Tuaopepe John Joseph Ah Kuoi (born 14 July 1957) is a former Samoan rugby union player. He played as a centre.

Career
John Ah Kuoi is from a prominent Samoanfamily, with Chinese heritage in addition. He moved to Auckland as a 12-year-old for his schooling, but kept his ties with Samoa, representing the country in 12 rugby tests in the 1980s. He played for Auckland in the NPC in the 1980s. His first cap for Samoa was for a match against Fiji, at Suva, on 22 August 1987 and his last cap was against Tonga, at Tokyo, on 11 April 1990.

Personal life
On leaving school, he gained a private pilot licence, but a career in aviation did not materialise.
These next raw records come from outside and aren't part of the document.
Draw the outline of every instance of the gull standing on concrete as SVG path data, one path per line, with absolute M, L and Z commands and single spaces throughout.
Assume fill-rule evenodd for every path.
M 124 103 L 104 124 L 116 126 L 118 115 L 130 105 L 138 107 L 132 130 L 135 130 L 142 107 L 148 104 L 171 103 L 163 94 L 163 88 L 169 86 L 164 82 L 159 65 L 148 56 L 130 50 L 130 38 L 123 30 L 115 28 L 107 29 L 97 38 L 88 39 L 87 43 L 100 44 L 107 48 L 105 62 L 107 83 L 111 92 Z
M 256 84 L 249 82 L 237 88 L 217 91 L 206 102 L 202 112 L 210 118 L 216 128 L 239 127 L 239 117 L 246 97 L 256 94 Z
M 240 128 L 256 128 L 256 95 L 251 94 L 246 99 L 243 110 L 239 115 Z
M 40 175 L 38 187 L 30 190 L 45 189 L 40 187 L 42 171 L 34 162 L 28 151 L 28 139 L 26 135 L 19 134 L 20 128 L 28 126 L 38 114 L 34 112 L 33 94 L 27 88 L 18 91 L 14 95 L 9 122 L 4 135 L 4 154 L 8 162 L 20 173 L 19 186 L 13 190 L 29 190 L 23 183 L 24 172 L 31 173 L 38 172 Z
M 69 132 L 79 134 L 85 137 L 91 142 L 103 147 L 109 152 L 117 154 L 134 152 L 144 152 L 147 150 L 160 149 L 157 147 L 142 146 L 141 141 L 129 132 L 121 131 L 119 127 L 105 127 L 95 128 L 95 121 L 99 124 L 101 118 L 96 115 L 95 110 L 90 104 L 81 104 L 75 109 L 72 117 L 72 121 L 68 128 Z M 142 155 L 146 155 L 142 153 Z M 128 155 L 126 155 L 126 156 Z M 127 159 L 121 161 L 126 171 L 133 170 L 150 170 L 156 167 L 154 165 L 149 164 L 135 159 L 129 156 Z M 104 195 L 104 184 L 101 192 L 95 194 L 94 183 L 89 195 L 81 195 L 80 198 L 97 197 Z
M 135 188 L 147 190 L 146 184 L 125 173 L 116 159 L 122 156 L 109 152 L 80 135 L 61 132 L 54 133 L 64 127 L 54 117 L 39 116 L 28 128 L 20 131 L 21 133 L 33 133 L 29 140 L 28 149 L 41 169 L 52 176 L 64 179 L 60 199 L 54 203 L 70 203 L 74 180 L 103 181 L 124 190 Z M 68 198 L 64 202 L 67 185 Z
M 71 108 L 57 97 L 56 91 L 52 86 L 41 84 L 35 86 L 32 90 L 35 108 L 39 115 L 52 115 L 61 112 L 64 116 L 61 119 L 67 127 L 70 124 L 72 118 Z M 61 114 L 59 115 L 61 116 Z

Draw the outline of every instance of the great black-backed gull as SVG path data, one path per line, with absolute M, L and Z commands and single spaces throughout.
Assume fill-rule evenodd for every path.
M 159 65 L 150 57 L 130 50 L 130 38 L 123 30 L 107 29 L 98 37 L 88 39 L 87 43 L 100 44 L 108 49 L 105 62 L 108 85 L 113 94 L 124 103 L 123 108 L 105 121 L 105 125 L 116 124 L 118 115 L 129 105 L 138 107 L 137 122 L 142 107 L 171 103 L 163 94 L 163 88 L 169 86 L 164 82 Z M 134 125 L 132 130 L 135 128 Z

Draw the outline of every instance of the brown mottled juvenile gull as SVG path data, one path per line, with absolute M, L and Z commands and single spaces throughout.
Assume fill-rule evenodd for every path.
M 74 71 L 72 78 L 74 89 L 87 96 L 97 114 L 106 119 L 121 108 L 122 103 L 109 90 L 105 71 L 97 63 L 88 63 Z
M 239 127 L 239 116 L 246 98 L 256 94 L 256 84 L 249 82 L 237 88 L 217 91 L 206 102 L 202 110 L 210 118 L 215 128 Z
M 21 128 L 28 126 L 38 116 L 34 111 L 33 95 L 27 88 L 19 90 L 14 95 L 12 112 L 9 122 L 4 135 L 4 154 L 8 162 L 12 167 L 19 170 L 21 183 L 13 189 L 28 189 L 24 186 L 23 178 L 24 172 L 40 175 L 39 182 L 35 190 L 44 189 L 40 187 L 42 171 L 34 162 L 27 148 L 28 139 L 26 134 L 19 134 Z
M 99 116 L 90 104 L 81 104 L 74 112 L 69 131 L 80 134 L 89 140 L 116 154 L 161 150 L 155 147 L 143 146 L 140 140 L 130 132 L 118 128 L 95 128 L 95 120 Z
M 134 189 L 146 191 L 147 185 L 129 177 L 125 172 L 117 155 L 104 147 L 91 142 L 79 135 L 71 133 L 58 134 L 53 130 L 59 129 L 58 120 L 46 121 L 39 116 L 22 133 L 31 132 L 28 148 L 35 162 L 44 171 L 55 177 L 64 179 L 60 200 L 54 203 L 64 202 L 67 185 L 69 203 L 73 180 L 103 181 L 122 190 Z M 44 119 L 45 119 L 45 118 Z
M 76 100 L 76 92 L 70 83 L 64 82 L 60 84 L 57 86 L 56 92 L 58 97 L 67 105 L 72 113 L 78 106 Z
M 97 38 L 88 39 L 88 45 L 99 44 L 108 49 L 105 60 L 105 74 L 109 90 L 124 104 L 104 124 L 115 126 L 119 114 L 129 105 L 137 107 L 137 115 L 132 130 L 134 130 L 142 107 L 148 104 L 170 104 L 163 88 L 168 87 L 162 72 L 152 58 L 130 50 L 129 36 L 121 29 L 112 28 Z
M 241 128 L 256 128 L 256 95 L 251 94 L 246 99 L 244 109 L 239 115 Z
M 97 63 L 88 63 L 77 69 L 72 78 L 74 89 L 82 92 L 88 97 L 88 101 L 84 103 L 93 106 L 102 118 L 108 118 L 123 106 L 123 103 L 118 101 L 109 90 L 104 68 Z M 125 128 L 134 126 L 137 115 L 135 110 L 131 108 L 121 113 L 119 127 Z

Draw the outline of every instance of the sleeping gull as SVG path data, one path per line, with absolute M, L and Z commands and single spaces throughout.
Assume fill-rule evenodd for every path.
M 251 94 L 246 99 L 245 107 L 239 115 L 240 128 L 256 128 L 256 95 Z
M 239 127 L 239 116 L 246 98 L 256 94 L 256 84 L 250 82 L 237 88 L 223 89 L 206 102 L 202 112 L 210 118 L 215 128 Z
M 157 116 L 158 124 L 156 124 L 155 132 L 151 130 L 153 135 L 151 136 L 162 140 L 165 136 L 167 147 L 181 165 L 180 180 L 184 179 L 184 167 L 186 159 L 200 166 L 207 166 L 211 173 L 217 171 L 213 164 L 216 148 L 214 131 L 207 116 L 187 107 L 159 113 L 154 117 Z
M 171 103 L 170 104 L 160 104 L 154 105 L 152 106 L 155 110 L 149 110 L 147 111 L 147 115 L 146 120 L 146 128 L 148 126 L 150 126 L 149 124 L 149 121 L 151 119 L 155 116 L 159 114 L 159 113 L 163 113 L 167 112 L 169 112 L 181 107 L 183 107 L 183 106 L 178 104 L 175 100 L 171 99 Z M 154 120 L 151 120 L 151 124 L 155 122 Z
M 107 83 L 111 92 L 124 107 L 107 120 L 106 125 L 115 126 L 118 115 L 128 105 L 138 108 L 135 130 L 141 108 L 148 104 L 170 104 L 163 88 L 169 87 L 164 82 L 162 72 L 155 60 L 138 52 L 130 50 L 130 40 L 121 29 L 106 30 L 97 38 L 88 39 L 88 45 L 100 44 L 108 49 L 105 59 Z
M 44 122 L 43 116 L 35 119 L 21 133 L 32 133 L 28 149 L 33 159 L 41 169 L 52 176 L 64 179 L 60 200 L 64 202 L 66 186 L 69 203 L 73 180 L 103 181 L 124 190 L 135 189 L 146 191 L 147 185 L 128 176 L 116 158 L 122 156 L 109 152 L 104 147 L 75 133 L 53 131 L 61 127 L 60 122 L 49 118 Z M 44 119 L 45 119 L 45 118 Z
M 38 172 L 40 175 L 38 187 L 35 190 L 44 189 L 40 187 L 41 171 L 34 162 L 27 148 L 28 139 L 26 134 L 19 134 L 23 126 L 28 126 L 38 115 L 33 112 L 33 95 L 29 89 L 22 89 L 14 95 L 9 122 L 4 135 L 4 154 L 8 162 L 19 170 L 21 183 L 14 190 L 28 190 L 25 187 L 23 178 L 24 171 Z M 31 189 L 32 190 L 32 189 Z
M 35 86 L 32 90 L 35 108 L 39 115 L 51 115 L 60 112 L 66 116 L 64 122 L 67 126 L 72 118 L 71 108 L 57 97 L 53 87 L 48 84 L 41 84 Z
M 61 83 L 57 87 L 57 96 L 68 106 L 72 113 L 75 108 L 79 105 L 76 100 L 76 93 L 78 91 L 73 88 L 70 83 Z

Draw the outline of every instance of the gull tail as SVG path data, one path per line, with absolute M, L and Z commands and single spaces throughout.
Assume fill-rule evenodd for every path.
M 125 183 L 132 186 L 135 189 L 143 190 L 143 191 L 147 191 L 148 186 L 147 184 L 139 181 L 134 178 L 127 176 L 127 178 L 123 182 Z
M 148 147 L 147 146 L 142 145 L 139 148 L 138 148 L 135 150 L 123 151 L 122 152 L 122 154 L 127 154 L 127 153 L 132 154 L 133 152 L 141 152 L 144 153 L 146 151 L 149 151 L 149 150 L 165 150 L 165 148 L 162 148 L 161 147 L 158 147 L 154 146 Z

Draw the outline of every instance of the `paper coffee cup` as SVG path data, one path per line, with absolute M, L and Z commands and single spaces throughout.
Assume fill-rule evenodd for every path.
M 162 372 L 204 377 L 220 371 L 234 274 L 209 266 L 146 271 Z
He married and became an insurance salesman. The couple moved to Italy for a year, where John played rugby with his brother-in-law, All Black John Kirwan.

After returning to New Zealand, John worked in a business selling uniforms, soon branching out with his own sports uniform business. Together with his wife Sue, he ran this business for 19 years. In 2009, he returned to his first job as insurance advisor, this time with the Maurice Trapp Group.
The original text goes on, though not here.